I understand that there are people whose exclusion may increase the goodness-of-fit. But it is principal for me to not do it. My classmates helped me, I do not want to be selfish + I’m interested in analyzing data as it is!
plot(hp_un, plot.type = "stressplot")plot(hp_un, plot.type = "Shepard")As I mentioned earlier, I get that in other cases some deleting observations can be a good idea, but for me - it is not. I’ll look at the stress-1 value difference but won’t work with the new model further.
hp_un3 <- unfolding(breakfast[c(-13, -17, -29, -21), ])

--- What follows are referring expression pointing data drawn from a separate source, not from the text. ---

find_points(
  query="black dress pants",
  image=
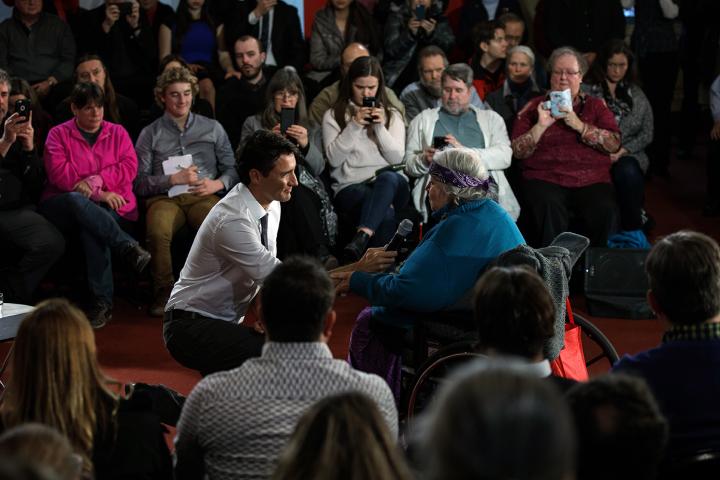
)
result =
(548, 209)
(209, 345)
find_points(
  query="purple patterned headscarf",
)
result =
(458, 179)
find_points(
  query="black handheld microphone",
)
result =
(403, 231)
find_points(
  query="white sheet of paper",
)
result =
(173, 165)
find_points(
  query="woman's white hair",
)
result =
(527, 51)
(467, 161)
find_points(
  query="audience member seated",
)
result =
(296, 369)
(457, 123)
(276, 24)
(90, 165)
(118, 108)
(209, 173)
(126, 44)
(683, 272)
(196, 38)
(427, 92)
(488, 61)
(200, 106)
(41, 120)
(57, 381)
(156, 14)
(612, 78)
(518, 88)
(308, 222)
(585, 26)
(472, 230)
(515, 35)
(240, 98)
(42, 446)
(565, 158)
(416, 24)
(497, 422)
(36, 46)
(359, 141)
(342, 437)
(712, 194)
(515, 316)
(474, 12)
(37, 241)
(620, 431)
(338, 24)
(325, 100)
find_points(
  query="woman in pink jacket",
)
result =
(91, 165)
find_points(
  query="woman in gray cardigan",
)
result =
(612, 78)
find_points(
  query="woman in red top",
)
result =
(565, 158)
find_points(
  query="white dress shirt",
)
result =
(227, 262)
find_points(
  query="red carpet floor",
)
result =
(131, 347)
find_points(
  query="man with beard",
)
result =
(457, 123)
(426, 92)
(243, 97)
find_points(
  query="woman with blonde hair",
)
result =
(342, 437)
(56, 381)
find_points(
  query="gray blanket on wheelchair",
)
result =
(554, 264)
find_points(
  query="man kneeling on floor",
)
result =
(234, 424)
(234, 250)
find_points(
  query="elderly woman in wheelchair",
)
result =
(472, 231)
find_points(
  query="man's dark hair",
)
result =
(683, 272)
(295, 299)
(500, 423)
(514, 311)
(460, 72)
(509, 17)
(621, 432)
(485, 31)
(87, 93)
(431, 51)
(261, 152)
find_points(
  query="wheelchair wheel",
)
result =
(607, 350)
(433, 372)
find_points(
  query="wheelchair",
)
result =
(439, 347)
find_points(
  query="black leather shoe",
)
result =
(137, 257)
(99, 314)
(355, 249)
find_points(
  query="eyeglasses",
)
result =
(567, 73)
(286, 94)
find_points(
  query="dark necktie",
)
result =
(263, 231)
(265, 30)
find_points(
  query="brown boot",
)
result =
(157, 308)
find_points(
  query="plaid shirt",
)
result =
(702, 331)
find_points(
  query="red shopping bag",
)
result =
(571, 361)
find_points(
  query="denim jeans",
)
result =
(375, 204)
(99, 233)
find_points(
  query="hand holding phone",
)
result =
(125, 8)
(440, 142)
(369, 102)
(22, 108)
(287, 118)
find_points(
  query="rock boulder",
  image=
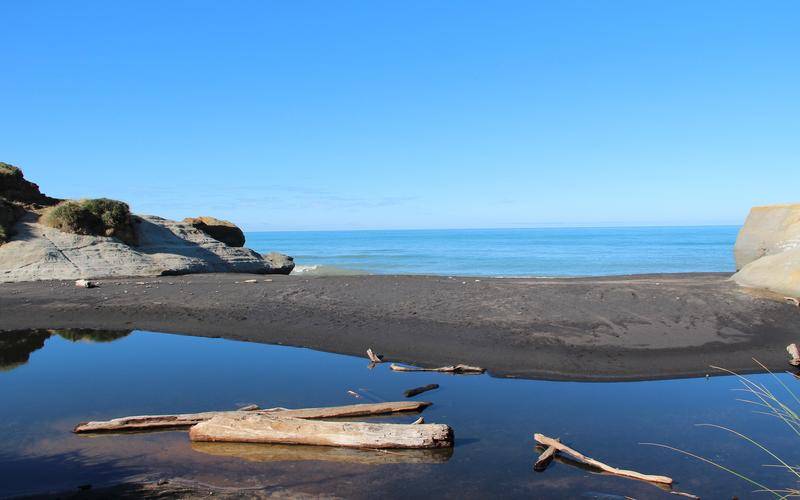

hp_un3$stress## [1] 0.3007895
hp_un$stress - hp_un3$stress## [1] 0.01980756
Yes, there’s a slight difference in values for 2 models. Still, it’s so small, so it doesn’t worth it to exclude my colleagues from the analysis.
permtest(hp_un, hp, nrep = 1000, verbose = F)##
## Call: permtest.smacofR(object = hp_un, data = hp, nrep = 1000, verbose = F)
##
## SMACOF Permutation Test
## Number of objects: 30
## Number of replications (permutations): 1000
##
## Observed stress value: 0.321
## p-value: 0.003
I can reject H0 “stress/configuration are obtained from a random permutation of dissimilarities”. The model, at least, is better than the random one. There’s some structure inside the configuration.
K-means
Just to highlight the clusters here
# K-means clustering
clust <- kmeans(prefer[, 1:2], 3)$cluster %>%
as.factor()
prefer1 <- prefer %>%
mutate(groups = clust)
colnames(prefer1[1:2]) <- c("Dim.1", "Dim.2")
# Plot and color by groups
ggscatter(prefer1, x = "D1", y = "D2",
color = "groups",
size = 3,
ellipse = TRUE,
shape = "who",
ellipse.type = "convex",
repel = TRUE, label = rownames(prefer1),
xlab = "Main/Secondary Characters",
ylab = "Kind & Friendly/Cunning & Smart")Conclusion
For me, it is also possible to interpret the dimensions. The 1st is “Main/Secondary Characters”, and the 2nd is “Kind & Friendly/Cunning & Smart”.
Ron is highly unpopular;
I would say that there are 3 groups (for me, k-means is more interpretable with 3 clusters) of my classmates with somehow similar preferences.
I have quite similar tastes with my friends and with people I communicate with the most, so I’m interested in how it works for others!